The mainly US centered property bubble was caused by low interest rates and lack of regulation to prop up the economy after a tech crash, and we know how it ended.
So forward to the present, we now live in an interest rate environment which is unprecedented in history, and as a result have bubbles in all asset classes: equities, bonds, and real estate. The latter, you can experience immediately, the former two will become noticed when people start collecting their pensions.
the scenery only changes for the lead dog.
a little late, these deliveries.
I’ve often commented to my husband why many of the ‘below market rate’ condos here in San Fran are a joke. So the city requires the newer condo buildings to delegate a certain percentage of their condos to lower income families. Never mind that lower income families have to finance and come up with a down-payment for condos in the $300k and above range, but they are also responsible for paying their own HOAs. I noticed one new developments that had HOAs in excess of $700/month. What low-mid income family can afford this? I’m not originally from here and I may not have all the facts but this seems really counter intuitive to me.
You need to look at how the city defines low income. In SF low income could be as high as $100K per year. Poverty is relative.
Know a friend who is swimming in debt, with a modest salary who qualified for ultra high end property.
So what’s going on with lending standards, that’s the question that needs to be answered.
There are NO shortage of Americans who would not give their left arm for the chance at one of those 5000 condos should they be financed.
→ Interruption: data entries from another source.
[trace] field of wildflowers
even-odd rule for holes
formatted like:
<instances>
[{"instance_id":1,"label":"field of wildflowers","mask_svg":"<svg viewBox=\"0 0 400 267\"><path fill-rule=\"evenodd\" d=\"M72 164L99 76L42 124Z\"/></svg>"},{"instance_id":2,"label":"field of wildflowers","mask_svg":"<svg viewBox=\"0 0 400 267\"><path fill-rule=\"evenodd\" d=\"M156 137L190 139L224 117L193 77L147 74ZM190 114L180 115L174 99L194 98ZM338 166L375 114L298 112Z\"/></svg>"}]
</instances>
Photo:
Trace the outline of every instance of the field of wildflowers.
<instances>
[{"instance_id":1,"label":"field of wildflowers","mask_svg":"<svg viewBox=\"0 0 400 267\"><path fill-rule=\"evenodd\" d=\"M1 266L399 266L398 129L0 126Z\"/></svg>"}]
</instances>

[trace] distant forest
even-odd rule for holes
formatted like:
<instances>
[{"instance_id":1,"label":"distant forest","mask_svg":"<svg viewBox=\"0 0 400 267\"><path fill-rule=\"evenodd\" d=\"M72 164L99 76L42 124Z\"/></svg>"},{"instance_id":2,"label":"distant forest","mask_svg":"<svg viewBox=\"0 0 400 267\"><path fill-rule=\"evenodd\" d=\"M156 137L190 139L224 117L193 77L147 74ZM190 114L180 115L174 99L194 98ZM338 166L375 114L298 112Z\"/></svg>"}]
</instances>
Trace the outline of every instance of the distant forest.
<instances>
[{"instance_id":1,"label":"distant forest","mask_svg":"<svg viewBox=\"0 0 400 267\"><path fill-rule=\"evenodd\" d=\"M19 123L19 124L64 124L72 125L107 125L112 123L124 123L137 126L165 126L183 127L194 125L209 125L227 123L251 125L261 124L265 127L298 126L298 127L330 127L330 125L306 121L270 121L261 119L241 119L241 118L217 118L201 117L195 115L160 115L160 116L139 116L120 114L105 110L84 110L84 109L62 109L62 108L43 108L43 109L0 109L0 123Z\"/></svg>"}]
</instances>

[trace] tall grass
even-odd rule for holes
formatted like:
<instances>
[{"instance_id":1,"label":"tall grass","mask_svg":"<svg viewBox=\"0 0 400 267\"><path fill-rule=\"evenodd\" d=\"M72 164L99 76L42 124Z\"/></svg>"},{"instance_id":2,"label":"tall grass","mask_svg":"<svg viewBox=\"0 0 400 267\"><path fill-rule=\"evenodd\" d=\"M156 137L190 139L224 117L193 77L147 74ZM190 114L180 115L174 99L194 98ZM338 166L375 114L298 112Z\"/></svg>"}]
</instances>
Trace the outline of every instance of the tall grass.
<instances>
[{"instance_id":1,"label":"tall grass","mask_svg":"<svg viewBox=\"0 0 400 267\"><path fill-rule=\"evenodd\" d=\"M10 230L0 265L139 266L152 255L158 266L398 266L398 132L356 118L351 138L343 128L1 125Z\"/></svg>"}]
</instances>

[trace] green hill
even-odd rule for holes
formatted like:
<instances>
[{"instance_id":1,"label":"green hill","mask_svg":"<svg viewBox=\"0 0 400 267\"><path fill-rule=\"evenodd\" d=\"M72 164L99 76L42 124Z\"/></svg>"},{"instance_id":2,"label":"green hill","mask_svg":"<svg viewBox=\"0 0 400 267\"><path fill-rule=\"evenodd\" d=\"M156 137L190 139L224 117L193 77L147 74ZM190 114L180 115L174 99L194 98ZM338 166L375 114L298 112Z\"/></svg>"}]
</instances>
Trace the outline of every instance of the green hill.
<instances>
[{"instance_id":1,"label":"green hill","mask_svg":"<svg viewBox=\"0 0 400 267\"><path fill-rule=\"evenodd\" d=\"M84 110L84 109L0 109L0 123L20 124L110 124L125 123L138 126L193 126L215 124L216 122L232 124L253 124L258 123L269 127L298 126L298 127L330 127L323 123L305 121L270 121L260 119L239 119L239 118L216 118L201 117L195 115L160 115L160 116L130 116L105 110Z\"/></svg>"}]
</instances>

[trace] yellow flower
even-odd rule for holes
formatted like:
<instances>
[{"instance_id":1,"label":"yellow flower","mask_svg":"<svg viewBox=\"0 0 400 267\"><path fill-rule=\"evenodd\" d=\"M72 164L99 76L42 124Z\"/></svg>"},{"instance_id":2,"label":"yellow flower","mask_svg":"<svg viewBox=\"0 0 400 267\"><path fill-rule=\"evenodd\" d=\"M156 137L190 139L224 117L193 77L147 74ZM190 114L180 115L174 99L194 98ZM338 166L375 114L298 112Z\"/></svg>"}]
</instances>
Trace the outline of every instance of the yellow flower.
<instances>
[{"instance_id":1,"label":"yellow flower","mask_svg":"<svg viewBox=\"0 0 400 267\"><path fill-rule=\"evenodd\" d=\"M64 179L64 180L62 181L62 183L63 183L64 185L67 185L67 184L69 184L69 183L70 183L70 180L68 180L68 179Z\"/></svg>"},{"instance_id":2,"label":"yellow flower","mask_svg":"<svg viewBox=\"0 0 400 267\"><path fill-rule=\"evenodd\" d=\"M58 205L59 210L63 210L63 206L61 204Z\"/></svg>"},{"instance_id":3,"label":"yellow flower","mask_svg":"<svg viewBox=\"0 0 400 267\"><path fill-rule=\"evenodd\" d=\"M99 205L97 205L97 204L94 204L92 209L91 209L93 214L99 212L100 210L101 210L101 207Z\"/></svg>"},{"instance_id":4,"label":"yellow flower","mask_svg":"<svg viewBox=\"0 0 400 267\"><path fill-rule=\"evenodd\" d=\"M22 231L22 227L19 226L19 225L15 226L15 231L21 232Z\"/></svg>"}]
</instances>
As we all know, real estate prices only go up so there’s no risk.
Are lending standards declining as prices rise?
I believe many appartments are pre- sold to investors off the plan at bubble prices long before construction starts to protect developers and banks from the fallout of a bursting property bubble.
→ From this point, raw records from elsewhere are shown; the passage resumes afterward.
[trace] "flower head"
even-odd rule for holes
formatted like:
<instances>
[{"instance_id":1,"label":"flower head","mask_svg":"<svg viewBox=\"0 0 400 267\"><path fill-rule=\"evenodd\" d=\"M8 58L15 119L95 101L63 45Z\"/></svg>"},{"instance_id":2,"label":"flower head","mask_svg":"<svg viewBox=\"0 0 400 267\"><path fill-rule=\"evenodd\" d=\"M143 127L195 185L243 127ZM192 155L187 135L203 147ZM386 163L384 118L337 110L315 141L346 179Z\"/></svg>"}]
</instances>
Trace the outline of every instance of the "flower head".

I don’t know about Manhattan. But here in San Francisco, some units in these new towers have been pre-sold. But many units are coming on the market as they’be being completed. Since they’re not part of the MLS data, it’s hard to get a good grip on how many of these units are available. It’s all purposefully obscure. The developer of a new tower with 150 unsold units will not put them all on the market at the same time. They’ll market a few of them. And the rest are off the list.
Having worked in banking and finance, I have seen money laundering and the haircut does matter. Crooks like to hold on to their money as much as anybody else. Not one of them would take a 50% haircut to move money. But neither banking nor finance compares to what I saw living in Staten Island, NY, ground zero for the mob in New York City. There are innumerable ways to clean money using fake businesses, real estate, rackets etc. Any foreigner that would take a massive haircut to move money is just stupid.
If you’ve got $100 million and want a penthouse the cupola ( 49th to 58th floors) of the Woolworth building is available. No glass rectangle this is a real architectural gem and, from 1913 until 1930 , the tallest building in the world.